A carta não lida: a caixa de Pandora da violência
Antes de morrer, Jim deixou ao filho “uma carta de assassino” (p. 11), que o narrador não se atreverá a abrir ao longo do romance. Esta será, pois, uma carta não lida, ou pelo menos não lida enquanto o romance se escreve (e se lê), num efeito romanesco clássico. A carta constitui ao mesmo tempo o ponto de ruptura com o passado e a justificação do exercício catártico do filho:

Ainda hoje ao mesmo tempo que a minha memória se reergue, continuo incapaz de abrir a carta de Jim […] Se eu não tiver cuidado, esta violência do Jim, esta violência que tenho em mim, poderá vir a moldar os meus filhos no mesmo inglório sentido. Tenho de romper com a identidade familiar. Reconstruir. (p. 26)
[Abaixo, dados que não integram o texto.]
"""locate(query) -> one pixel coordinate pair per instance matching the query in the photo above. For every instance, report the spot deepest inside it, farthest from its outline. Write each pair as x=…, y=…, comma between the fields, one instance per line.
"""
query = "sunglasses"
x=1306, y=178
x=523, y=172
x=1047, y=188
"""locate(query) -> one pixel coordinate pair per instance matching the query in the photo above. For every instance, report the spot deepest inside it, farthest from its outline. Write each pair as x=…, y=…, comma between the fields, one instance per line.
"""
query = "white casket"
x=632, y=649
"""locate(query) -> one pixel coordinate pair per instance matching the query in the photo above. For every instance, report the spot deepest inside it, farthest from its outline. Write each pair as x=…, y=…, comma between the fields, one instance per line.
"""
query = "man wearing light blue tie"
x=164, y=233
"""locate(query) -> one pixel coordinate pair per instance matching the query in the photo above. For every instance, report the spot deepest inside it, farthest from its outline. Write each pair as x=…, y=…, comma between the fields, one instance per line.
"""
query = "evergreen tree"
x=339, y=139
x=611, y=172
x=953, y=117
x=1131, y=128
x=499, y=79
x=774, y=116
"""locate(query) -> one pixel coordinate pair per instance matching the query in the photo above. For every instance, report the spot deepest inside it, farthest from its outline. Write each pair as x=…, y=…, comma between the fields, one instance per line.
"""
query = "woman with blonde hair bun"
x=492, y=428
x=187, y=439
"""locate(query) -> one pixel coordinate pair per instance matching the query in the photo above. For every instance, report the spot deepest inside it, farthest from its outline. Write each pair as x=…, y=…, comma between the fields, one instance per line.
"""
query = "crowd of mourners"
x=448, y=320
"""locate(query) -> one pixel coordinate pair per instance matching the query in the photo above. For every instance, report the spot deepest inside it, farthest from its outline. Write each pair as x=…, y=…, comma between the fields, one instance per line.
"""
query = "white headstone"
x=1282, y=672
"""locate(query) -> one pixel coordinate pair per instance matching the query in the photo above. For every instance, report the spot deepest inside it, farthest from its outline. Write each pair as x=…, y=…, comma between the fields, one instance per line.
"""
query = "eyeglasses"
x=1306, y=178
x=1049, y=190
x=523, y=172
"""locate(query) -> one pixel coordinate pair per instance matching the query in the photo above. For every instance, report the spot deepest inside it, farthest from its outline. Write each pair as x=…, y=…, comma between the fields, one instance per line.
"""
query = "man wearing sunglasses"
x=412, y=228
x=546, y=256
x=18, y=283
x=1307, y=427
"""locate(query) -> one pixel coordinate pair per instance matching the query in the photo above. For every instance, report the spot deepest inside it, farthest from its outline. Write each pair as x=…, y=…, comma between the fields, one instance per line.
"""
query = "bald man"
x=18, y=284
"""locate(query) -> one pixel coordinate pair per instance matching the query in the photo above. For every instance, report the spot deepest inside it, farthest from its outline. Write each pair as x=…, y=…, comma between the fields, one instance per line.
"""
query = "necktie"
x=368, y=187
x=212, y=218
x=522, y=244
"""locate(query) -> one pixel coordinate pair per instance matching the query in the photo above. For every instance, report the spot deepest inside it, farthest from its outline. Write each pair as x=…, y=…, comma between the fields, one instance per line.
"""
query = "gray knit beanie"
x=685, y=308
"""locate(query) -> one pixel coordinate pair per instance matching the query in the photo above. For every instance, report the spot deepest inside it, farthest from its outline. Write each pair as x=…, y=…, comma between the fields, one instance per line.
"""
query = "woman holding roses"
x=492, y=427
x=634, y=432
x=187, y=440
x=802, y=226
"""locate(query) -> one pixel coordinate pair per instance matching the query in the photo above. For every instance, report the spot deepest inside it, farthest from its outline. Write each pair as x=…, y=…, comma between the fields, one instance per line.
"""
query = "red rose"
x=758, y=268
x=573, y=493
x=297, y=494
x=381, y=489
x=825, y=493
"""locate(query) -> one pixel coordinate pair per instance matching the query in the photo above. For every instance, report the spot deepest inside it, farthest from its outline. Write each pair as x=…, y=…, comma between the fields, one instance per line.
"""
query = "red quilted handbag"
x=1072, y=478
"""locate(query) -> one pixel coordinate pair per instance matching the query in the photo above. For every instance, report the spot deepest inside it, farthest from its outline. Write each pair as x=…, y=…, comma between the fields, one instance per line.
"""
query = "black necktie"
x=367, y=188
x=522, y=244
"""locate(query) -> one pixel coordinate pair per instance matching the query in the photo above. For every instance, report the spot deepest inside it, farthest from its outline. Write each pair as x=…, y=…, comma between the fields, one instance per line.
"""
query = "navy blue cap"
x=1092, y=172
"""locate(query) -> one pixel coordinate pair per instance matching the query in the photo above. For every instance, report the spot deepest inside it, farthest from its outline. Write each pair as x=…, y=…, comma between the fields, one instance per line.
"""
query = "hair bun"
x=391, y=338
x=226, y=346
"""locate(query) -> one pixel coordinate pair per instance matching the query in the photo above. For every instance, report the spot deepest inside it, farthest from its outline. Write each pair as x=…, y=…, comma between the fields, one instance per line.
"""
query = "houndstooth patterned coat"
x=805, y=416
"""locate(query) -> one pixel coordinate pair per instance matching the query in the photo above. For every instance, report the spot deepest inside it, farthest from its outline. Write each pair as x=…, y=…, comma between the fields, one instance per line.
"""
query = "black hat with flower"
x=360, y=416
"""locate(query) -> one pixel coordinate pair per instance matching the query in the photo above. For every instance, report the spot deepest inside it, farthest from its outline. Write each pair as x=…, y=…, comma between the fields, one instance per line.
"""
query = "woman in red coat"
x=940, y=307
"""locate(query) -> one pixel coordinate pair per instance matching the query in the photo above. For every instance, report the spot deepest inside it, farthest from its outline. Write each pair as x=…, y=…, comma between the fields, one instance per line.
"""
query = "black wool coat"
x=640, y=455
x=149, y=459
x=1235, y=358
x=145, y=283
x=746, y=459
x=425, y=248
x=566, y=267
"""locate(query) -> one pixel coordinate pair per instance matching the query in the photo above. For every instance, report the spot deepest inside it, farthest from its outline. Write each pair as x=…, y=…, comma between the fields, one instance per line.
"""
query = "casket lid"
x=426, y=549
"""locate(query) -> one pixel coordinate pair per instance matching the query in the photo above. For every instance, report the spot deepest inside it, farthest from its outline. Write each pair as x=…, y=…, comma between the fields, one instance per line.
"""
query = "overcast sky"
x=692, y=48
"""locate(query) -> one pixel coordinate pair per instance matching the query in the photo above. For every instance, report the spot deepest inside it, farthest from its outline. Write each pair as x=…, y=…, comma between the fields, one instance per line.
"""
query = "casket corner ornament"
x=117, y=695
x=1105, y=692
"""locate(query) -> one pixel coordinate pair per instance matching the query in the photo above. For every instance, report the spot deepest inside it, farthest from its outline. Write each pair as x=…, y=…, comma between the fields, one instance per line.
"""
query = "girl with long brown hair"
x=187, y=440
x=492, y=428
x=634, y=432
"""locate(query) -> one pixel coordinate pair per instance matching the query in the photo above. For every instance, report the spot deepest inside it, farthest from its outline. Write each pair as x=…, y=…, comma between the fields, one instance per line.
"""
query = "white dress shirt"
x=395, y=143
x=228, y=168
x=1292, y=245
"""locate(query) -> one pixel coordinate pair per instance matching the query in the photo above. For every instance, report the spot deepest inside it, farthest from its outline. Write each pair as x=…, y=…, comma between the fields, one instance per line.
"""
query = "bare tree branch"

A escrita anuncia-se como a maneira de terminar com o passado de violência que identifica o pai falecido, como uma tentativa de travar a transmissão dessa violência nascida no contexto da guerra colonial. Deste modo, em vez de abrir a carta, o narrador prefere (re)escrever a experiência em Argélia de Jim, isto é, recriar o passado pela ficção: “Devo voltar até as origens da violência” (p. 49) afirma, como se fosse a personagem de Conrad a percorrer o rio Congo à procura do coração das trevas.
 
O romance aborda também o receio de a carta transmitir o carácter violento de Jim, o medo quanto à “vontade de Jim de fazer de mim o seu sucessor, como ele próprio sucedeu ao seu pai” (p. 91). Se, por um lado, a carta parece conter nela a essência do trauma associado à guerra de Argélia, por outro, a escrita da história do pai afigura-se como uma tentativa de reconstrução da identidade por parte do filho do império colonial francês. Noutras palavras, a carta é a caixa de Pandora de uma violência colonial que o filho quer não só compreender, mas sobretudo impedir a sua transmissão para ele e para os seus herdeiros.  
 
Escrever a violência: suprir o pai na ficção
Quando a narrativa descreve o momento em que o pai é confrontado, na fronteira entre Argélia e Marrocos, com o acto de matar, o filho tenta uma identificação: “no entanto, devo colocar-me no lugar de Jim, sentir o abalo que atravessou o seu espírito e o seu corpo […] «Sou um assassino, posso recomeçar, mudei de nome, sou Jim»” (p. 130). O livro de Crouzet apresenta um exemplo muito significativo da “passagem de testemunho” (Coquio), em que o desejo de incarnação da testemunha directa pelo herdeiro materializa-se no espaço da escrita, o qual é o lugar de confluência entre o pai e o filho, nesta busca das origens da violência: “Só agora que já cá não está posso aproximar-me dele. Então estou na carrinha GMC com os seus colegas. Parto com eles eles” (p. 136), pode ler-se (2).
 
Ora, esta tentativa de apropriação da memória do pai revela-se parcialmente falida para o narrador de Mon père, ce tueur: “Eu não soube chegar a ele, mas ele também não renunciou ao seu papel de Jim para vir ao meu encontro. […] Eu era apenas eu, ele tinha-se tornado Jim”(p. 131). Porém, a impossibilidade de suprir a figura do pai falecido através da escrita não implica a interrupção total da transmissão do passado. No mesmo momento da identificação transitória entre pai e filho, este último confessa ter herdado, malgré lui, a violência do pai (mas, também, a da mãe), e conclui: “Eu direcionei esse fluxo para a escrita. Nela, tento aprisionar o monstro que procura escapar da sua jaula” (p. 133).
 
Num dos excertos mais lúcidos do romance, o narrador de Crouzet reflecte sobre o poder da escrita como elemento central de uma catarse individual:

Quando me iniciou na caça, Jim tentou oferecer-me a sua solução para que eu contivesse a minha violência congénita. Eu não segui a sua medicação, e adotei uma outra: a escrita. Se a maioria dos autores inicia a sua carreira acertando contas com o passado, eu escrevi para negar esse passado, falei de tudo, exceto das minhas más experiências. Escrevia para sobreviver, para enterrar o monstro que tinha dentro de mim. Lutei durante trinta anos para finalmente ousar escrever sobre o meu pai. (p. 186)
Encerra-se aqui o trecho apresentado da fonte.